An old Samsung laptop running 6 pieces of malware that have caused financial damages totaling $95B has been on sale for a price of $1.2 Million.

"The Persistence of Chaos" is an art project made by Beijing-based artist Guo O Dong and New York-headquartered "deep learning" cybersecurity vendor Deep Instinct.

The laptop, cureently running somewhere in NY and livestreamed here, is isolated and airgapped to prevent against spread of the malware. In terms of hardware, it is a Samsung NC10-14GB 10.2-Inch Blue Netbook (2008) running Windows XP SP3, loaded with 6 pieces of malware:

• The ILOVEYOU virus, distributed via email and file sharing, affected 500,000+ systems and caused $15B in damages total, with $5.5B in damages being caused in the first week.
• MyDoom, potentially commissioned by Russian e-mail spammers, was one of the fastest spreading worms. It's projected that this virus caused $38B in damages.
• SoBig was a worm and trojan that circulated through emails as viral spam. This piece of malware could copy files, email itself to others, and could damage computer software/hardware. This piece of malware caused $37B in damages and affected hundreds of thousands of PCs.
• WannaCry was an extremely virulent ransomware cryptoworm that also set up backdoors on systems. The attack affected 200,000+ computers across 150 countries, and caused the NHS $100M in damages with further totals accumulating close to $4B.
• A sophisticated and evasive piece of malware that targeted users mainly in Latin America, DarkTequila stole bank credentials and corporate data even while offline. DarkTequila costed millions in damages across many users.
  BlackEnergy
• BlackEnergy 2 uses sophisticated rootkit/process-injection techniques, robust encryption, and a modular architecture known as a "dropper". BlackEnergy was used in a cyberattack that prompted a large-scale blackout in Ukraine in December 2015.

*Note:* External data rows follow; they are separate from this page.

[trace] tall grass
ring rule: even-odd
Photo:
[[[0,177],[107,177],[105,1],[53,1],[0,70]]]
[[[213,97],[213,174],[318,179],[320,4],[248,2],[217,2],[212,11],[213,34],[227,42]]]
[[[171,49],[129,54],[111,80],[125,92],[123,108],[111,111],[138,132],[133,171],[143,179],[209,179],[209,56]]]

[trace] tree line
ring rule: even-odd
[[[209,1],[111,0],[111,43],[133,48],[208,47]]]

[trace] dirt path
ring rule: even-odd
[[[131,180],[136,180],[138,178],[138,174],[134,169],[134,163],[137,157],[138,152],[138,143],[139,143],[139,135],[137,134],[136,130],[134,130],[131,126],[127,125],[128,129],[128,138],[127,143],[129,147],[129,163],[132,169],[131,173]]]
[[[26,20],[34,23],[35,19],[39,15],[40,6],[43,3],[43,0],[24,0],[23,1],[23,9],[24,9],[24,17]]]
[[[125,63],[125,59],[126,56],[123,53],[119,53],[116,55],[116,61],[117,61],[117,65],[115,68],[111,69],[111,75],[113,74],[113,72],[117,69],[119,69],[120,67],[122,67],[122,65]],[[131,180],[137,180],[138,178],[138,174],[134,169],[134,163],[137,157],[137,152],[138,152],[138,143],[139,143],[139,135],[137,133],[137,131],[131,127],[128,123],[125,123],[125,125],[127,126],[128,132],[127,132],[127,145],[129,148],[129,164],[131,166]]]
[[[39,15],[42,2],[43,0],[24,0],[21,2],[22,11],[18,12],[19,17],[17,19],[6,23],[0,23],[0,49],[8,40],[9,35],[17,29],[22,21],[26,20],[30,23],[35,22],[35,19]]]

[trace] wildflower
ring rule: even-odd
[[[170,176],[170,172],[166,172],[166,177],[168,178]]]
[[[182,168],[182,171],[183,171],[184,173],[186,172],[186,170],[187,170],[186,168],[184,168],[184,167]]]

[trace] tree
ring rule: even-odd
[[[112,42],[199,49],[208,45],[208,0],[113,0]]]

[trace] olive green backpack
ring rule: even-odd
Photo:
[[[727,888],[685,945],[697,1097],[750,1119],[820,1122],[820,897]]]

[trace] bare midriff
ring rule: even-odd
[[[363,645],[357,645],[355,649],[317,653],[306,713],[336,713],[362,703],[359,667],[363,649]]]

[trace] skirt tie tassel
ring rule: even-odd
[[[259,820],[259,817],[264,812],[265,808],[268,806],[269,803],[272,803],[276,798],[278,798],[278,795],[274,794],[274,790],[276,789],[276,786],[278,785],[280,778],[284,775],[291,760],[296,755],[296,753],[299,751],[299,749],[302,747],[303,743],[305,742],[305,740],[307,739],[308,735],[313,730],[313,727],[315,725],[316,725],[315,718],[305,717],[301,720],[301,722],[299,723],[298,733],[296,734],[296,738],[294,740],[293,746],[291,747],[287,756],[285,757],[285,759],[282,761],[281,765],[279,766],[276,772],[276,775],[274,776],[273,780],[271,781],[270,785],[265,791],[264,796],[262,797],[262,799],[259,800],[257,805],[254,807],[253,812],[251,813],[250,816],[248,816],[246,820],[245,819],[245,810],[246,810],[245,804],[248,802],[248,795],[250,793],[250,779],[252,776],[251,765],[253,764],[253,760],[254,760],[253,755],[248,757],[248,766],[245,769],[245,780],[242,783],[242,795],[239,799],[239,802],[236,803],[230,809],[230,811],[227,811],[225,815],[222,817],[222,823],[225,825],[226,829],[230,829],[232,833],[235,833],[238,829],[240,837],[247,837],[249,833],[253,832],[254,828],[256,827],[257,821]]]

At least the shipping is free and there are no fees for bidding in the auction.

The sale of malware for operational purposes is illegal in the United States. As a buyer, you should recognize that this work represents a potential security hazard. By submitting a bid you agree and acknowledge that you’re purchasing this work as a piece of art or for academic reasons, and have no intention of disseminating any malware. Upon the conclusion of this auction and before the artwork is shipped, the computer’s internet capabilities and available ports will be functionally disabled.

There is a further disclaimer though, which confirms that the malware files will "come encrypted and locked with specific instructions to unencrypt" but goes on to remind the buyer they are both live and dangerous samples which should be run "in a VM (virtual machine) which has no internet connection. Running them unconstrained means that you will infect yourself or others with vicious and dangerous malware."